Rabindra Jhunjhunwala, Partner, Khaitan & Co and Sameer Sah, Associate Partner, Khaitan & Co share their insights on various aspects of the consolidated FDI policy 2017 and the impact of the life sciences sector
Ever since the government introduced the concept of the Consolidated Foreign Direct Investment policy circular (the Consolidated FDI Policy), it has been one of the most sought-after documents expressing government policy. Not only does it have far-reaching ramifications on the inflow of foreign direct investment in India, it also represents an effort by the administration to gradually simplify and promote ease of reviewing and understanding regulations relating to doing business in India. Initial versions of the Consolidated FDI policy were released in two parts, one in April and the other in October with a sunset period of six months. Gradually, the government has done away with the concept of introducing two such circulars in a year, and now the government introduces only one such circular. The timing of course has become slightly stretched from April as is usual, to August in 2017. The latest version of the Consolidated FDI Policy was issued on August 28, 2017. This version consolidates all the changes that have taken place on the FDI policy by way of press notes, standard operating procedures, etc., over the last one year or so.
Pharmaceuticals and healthcare Sector
Specifically, for the pharma and healthcare sector, the Consolidated FDI Policy essentially consolidates the various pronouncements over the last 12 months and as such does not create new stipulations. Some of the relevant changes from the last version of the FDI policy are highlighted below:
- FDI up to 74 per cent permitted under automatic route: Under the erstwhile FDI policy, FDI in brownfield pharma investment proposals required prior government approval. However, in June 2016, the government had relaxed this requirement to specify that FDI was permitted under the automatic route without any government approval up to 74 per cent, and for investment being 74 per cent and above, government approval would be required. This change from June 2016 has been included into the Consolidated FDI policy.

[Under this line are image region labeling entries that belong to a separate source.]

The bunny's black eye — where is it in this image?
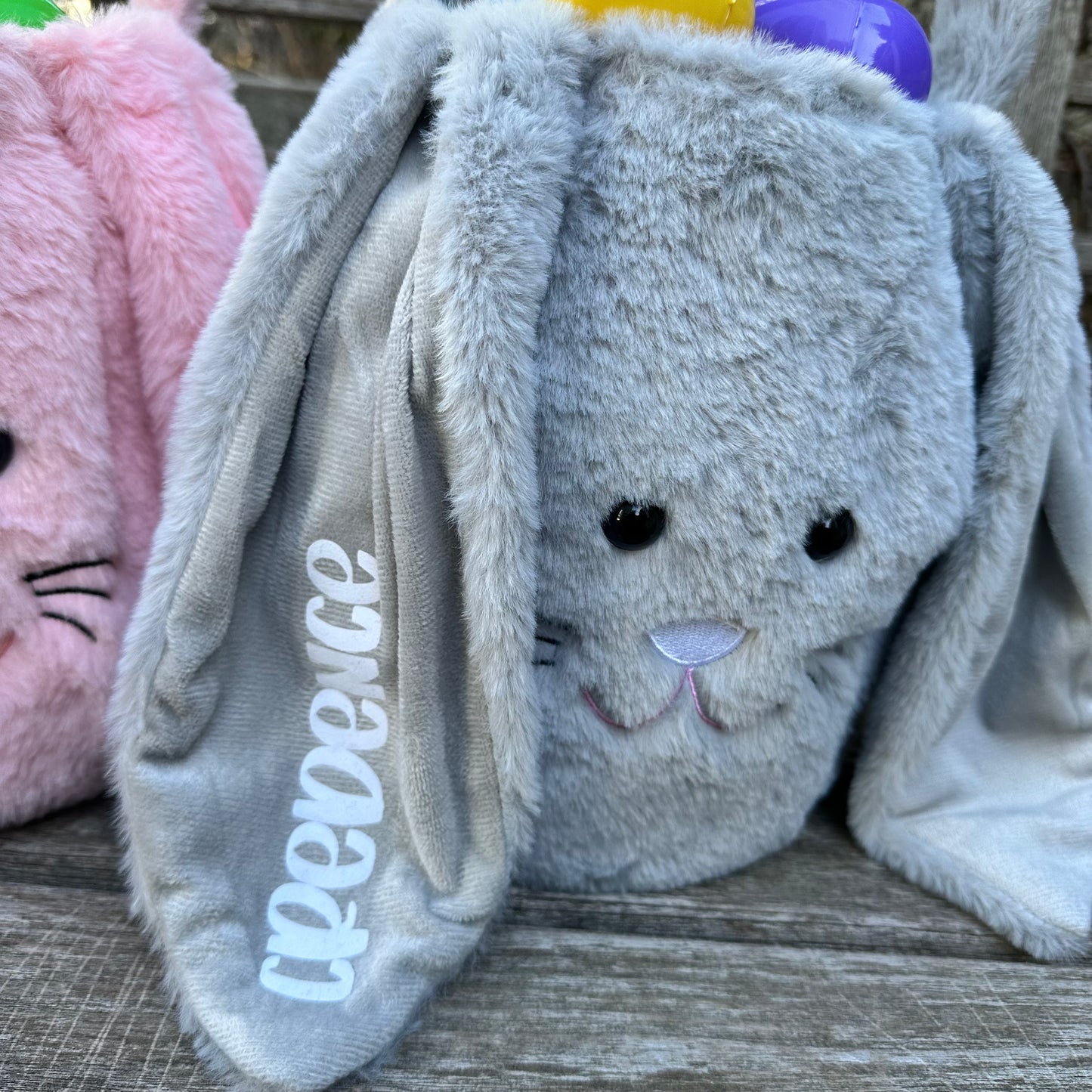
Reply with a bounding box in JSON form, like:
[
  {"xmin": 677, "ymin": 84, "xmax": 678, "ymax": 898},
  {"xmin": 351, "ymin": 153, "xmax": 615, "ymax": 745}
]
[
  {"xmin": 599, "ymin": 500, "xmax": 667, "ymax": 549},
  {"xmin": 804, "ymin": 508, "xmax": 857, "ymax": 561}
]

- Non-compete restrictions: Despite the relaxation described in point 1 above, an investor should be mindful that the much debated non-compete restrictions will still continue to apply to all foreign investments, except of course where prior approval from the government is obtained based on ‘special circumstances.’
- Conditionalities: Additionally, conditions which were typically imposed by the government through the approval process (namely, maintenance of production levels of essential medicines, R&D expenses on essential medicines, etc.) will nevertheless continue to apply to all brownfield investment proposals notwithstanding the relaxation mentioned in point 1 above, and will be enforced on a self-declaration basis.

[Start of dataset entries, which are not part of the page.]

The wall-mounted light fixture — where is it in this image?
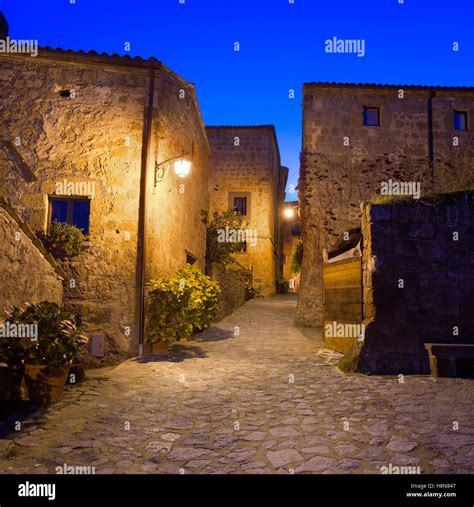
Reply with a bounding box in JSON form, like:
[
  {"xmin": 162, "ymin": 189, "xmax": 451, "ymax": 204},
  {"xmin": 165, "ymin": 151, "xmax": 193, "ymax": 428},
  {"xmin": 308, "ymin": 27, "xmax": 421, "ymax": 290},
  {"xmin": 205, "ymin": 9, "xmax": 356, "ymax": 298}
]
[{"xmin": 154, "ymin": 145, "xmax": 194, "ymax": 187}]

- Asset transfers: It is debatable whether asset transfers/ business transfers involving a purchaser being an Indian company having more than 74 per cent FDI would be transactions that required prior government approval. Based on the past practice of the government, and the policy stance adopted by the government, one would lean in favour of classifying such transactions as approval route transactions.
- Additional FDI in the same entity: The erstwhile FDI policy had clarified that if approval had been obtained for a particular foreign ownership percentage or for fresh investments into a wholly- owned subsidiary, in that situation prior approval would not be required for additional investments provided the foreign equity percentage is maintained. However, the latest version of the Consolidated FDI policy has clarified that the additional investment that can be brought in without prior approval would be capped at a cumulative aggregate amount of Rs 5000 crores. Above this amount, prior approval will have to be sought. Therefore, for MNC wholly-owned subsidiaries in India, it would be relevant to assess what is the additional FDI brought into the company post the last round of approvals before raising any future funds from shareholders by way of FDI.

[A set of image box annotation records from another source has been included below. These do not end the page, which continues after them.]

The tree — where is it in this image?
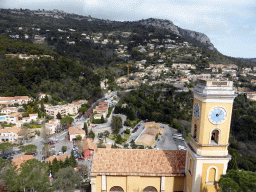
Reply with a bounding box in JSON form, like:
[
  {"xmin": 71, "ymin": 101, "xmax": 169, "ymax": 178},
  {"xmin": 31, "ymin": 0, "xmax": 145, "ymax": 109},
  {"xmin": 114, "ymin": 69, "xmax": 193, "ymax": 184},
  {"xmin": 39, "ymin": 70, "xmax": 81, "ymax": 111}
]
[
  {"xmin": 76, "ymin": 135, "xmax": 82, "ymax": 141},
  {"xmin": 60, "ymin": 116, "xmax": 74, "ymax": 126},
  {"xmin": 103, "ymin": 131, "xmax": 110, "ymax": 142},
  {"xmin": 88, "ymin": 130, "xmax": 95, "ymax": 139},
  {"xmin": 115, "ymin": 134, "xmax": 123, "ymax": 144},
  {"xmin": 53, "ymin": 167, "xmax": 82, "ymax": 192},
  {"xmin": 21, "ymin": 145, "xmax": 37, "ymax": 154},
  {"xmin": 41, "ymin": 100, "xmax": 45, "ymax": 112},
  {"xmin": 76, "ymin": 140, "xmax": 84, "ymax": 157},
  {"xmin": 0, "ymin": 143, "xmax": 13, "ymax": 155},
  {"xmin": 83, "ymin": 122, "xmax": 88, "ymax": 135},
  {"xmin": 41, "ymin": 125, "xmax": 50, "ymax": 141},
  {"xmin": 111, "ymin": 116, "xmax": 123, "ymax": 134},
  {"xmin": 57, "ymin": 112, "xmax": 62, "ymax": 120},
  {"xmin": 61, "ymin": 146, "xmax": 68, "ymax": 154},
  {"xmin": 2, "ymin": 159, "xmax": 52, "ymax": 192},
  {"xmin": 218, "ymin": 170, "xmax": 256, "ymax": 192}
]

- Process for government approval: As a part of the budget speech for 2017-18, the Finance Minister had announced that the FIPB would be abolished. This was done in June 2017 and certain standard operating procedures were published to clarify how such matters would be dealt with going forward. The details of the standard operating procedure, to the extent relevant, have been incorporated into the Consolidated FDI policy. Specifically, for the pharma sector, the approval would now be given by the Department of Pharmaceuticals, which is a part of the Ministry of Chemicals and Fertilisers. The process will be managed by this department along with the Department of Industrial Policy and Promotion which is a part of the Ministry of Commerce and Industry.
There are additional generic changes to the Consolidated FDI Policy which may also have relevance to the healthcare and pharma sectors. These include, reference to permissibility of deferred consideration structures in transactions, relaxations pertaining to FDI in start-ups, permissibility to capitalise pre-incorporation expenses, etc.